Various chapters of this book deal with ITIL practices familiar to us all.
• Incident Management (Chps 11, 12 and 14),
• Problem Management (Chps 15 and 16),
• Availability and Continuity (Chp 13),
• Validation and Testing (Chp 17), and
• Capacity Management (Chps 18 -22)
These are a deep dive into the practical means of delivering on these practices. Certainly worth the read. I suggest much of the content will find its way into the various Practice Guides of ITIL 4.
The First Rule of SRE
Google applies an SRE rule of 50% operations (Service Support) and 50% development (Service Delivery). Remember ITIL v2! The Development in order to improve the services from a customer reliability perspective (Service Warranty) and Operations to keep the SRE in touch with the real/operations world.

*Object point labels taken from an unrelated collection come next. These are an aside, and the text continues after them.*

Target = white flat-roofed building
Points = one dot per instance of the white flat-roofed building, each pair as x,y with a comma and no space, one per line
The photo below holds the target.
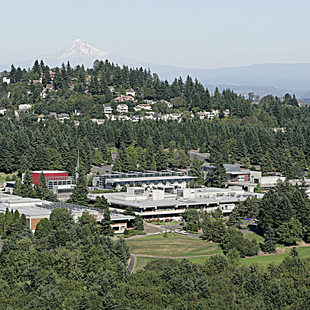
35,210
171,204
150,179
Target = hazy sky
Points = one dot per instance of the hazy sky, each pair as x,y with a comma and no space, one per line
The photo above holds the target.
187,33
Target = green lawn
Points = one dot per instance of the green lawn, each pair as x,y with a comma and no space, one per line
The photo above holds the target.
304,252
258,238
177,245
174,246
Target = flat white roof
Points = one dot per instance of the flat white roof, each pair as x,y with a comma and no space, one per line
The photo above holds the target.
145,179
49,171
112,198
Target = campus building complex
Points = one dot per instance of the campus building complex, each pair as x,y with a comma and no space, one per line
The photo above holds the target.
150,179
35,210
59,182
169,203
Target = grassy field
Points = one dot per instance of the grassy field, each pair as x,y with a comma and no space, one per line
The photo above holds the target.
183,246
304,252
174,246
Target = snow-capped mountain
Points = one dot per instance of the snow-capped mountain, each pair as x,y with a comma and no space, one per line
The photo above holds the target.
263,79
78,53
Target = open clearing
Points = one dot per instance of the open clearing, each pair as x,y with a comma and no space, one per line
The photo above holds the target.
174,245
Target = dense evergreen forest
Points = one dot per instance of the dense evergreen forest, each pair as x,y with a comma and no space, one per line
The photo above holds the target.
247,135
67,265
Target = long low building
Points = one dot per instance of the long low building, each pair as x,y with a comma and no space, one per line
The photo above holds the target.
148,179
171,204
35,210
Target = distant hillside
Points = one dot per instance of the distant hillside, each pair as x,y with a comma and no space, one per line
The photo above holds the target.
276,79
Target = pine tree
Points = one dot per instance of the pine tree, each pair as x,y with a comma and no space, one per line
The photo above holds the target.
27,186
138,223
17,188
79,195
269,245
42,191
106,228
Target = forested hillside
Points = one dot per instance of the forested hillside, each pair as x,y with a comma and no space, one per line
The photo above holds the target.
68,265
248,135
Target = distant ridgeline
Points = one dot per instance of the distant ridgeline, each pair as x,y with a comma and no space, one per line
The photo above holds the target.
47,115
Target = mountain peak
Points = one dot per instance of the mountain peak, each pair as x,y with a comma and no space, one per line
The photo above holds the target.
79,52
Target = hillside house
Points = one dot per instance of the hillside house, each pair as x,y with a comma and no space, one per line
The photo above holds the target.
24,107
130,92
123,98
2,111
107,109
140,107
122,108
6,80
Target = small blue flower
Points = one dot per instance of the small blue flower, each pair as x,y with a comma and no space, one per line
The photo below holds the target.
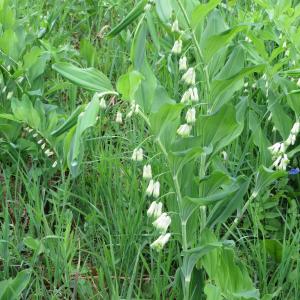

The SRE is an ideal fit in the DevOps space. Engage SREs early in new service development to plan and simplify the launch of that service. All services will undergo many releases as future enhancements pass through service value streams. The SRE can make this transition a whole lot smoother. In fact, there is a specialist role – Launch Coordination Engineer – within SREs, especially for this purpose.
Rule 2: Toil is bad
One of the major goals of SRE is, “the elimination of toil.” The definition being given as
“Toil is the kind of work tied to running a production service that tends to be manual, repetitive, automatable, tactical, devoid of enduring value, and that scales linearly as a service grows.”
Some great points here:
1. Tasks that can be automated
2. Devoid of enduring value (backups,
housekeeping)
3. Scales linearly as a service grows.
From automation to autonomous
Removing the human element of supporting services improves the reliability of systems. Yet automation is more than automating current processes. Review activities, in line with Service Level Objectives (SLO), to Lean processes.
Identify complexity, both Essential Complexity and Accidental Complexity, and look to remove the accidental component. Simplified services make automated recovery procedures easier to spot and design. A balance between Stability and Agility can only be achieved through Simplicity.

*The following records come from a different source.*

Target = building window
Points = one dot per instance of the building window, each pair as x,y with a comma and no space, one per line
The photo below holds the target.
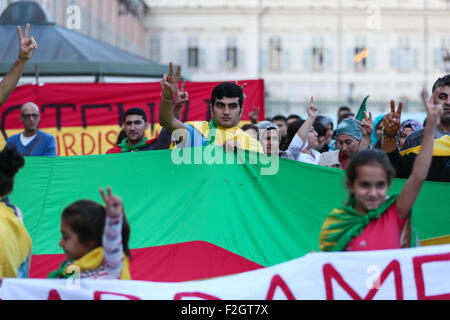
193,53
275,53
155,48
404,58
360,54
318,54
231,53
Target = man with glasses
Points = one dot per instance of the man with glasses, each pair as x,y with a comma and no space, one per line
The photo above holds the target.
33,142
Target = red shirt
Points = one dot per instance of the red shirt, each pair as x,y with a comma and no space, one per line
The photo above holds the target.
380,234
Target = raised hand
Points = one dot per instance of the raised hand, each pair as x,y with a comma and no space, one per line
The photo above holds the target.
182,96
26,44
231,145
254,115
434,110
313,110
169,83
113,204
367,124
392,121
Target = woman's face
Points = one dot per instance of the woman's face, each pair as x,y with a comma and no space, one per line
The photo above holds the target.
329,135
405,133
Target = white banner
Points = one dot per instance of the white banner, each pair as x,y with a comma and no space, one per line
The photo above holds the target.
420,273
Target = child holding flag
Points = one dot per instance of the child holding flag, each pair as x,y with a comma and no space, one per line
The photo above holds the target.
95,240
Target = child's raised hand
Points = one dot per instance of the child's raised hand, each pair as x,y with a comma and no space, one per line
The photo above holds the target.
434,110
113,204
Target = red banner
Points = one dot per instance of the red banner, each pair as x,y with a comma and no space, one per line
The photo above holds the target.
86,118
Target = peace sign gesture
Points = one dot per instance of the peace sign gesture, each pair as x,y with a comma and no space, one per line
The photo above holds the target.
169,83
113,204
182,96
434,110
26,44
313,110
392,121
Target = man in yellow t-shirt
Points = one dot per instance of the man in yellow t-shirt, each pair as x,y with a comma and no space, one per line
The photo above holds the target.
226,108
15,243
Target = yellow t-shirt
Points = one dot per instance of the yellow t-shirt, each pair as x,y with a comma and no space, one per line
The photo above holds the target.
15,243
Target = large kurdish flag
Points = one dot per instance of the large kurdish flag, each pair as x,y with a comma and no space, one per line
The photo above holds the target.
197,221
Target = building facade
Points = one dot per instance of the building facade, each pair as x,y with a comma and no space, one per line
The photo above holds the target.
337,51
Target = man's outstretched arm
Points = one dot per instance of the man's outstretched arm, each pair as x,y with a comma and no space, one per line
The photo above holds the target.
169,89
26,47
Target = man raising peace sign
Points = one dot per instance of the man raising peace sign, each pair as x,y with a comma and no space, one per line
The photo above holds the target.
226,108
403,161
26,46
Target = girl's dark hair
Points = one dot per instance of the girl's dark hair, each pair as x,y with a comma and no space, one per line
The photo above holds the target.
369,157
10,163
87,220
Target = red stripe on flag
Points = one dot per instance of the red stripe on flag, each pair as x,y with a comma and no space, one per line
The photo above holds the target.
171,263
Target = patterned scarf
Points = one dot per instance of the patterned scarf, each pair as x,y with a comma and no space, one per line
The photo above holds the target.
344,223
91,261
127,148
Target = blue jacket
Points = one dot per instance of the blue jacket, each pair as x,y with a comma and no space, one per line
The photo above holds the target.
43,145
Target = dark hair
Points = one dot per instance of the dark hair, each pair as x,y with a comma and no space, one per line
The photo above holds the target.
229,90
279,118
135,111
122,135
294,116
369,157
248,126
87,219
320,129
10,163
442,82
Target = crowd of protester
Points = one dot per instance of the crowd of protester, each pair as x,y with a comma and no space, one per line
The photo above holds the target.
372,152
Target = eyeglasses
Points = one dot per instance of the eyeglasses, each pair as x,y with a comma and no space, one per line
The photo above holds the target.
30,116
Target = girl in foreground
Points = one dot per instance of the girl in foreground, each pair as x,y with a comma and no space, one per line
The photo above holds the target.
371,220
92,238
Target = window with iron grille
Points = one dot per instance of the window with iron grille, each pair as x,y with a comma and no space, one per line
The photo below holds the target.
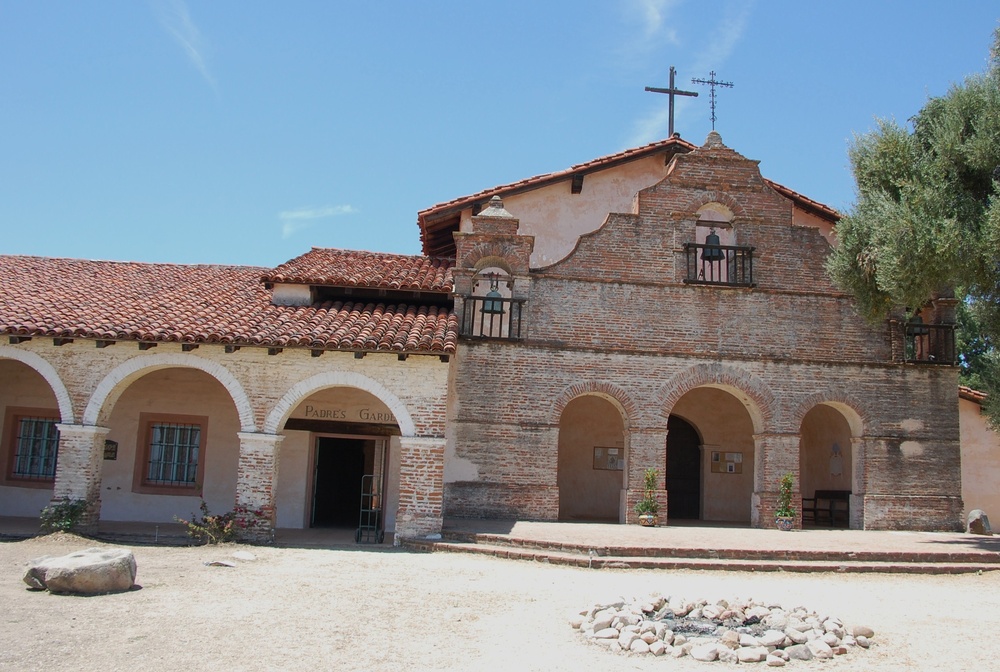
170,457
35,449
173,454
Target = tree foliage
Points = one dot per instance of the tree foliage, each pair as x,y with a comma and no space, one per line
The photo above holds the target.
927,218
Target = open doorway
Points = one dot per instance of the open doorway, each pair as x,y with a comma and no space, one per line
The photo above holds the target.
683,470
340,464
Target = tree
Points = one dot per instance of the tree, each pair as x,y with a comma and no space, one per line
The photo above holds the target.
927,219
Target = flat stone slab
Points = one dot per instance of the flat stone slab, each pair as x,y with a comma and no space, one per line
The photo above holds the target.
92,571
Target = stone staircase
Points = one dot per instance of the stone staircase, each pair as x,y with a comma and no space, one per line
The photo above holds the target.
732,559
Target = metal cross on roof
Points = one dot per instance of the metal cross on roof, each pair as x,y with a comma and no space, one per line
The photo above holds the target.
671,92
712,82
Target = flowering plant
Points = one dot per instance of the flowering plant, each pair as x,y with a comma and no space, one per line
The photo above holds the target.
785,509
223,527
648,504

Throw in some AI and we start to have services with reliability at levels hard to imagine, let alone achieve. The book then answers the interesting question of, How much reliability do we need? Look at the Service Level Objective on reliability. Is it 99.99% or 99.999%? Where is the weakest link in the reliability chain?
Devoid of enduring value
All human activities should be focussed on adding value. This is perhaps more so in the operations than in development. Where the tasks are not adding value, either eliminate it (if it is accidental complexity), simplify and automate it (if essential complexity).
Scales linearly as a service grows
This aligns with another principle in the SRE space - Service support must grow at a lesser pace than linear, as the service grows.
Otherwise, you will never have the human resources to support the services. SREs are given the development element of their role so as to address this. Removing the toil will remove the demand to constantly recruit more support staff.
Some other interesting concepts in SRE
Error Budgets
Not actually a monetary budget. Error Budgets are a means of managing release agility with reliability expectations.
Service Uptime – Service Level Objective =
Error Budget
13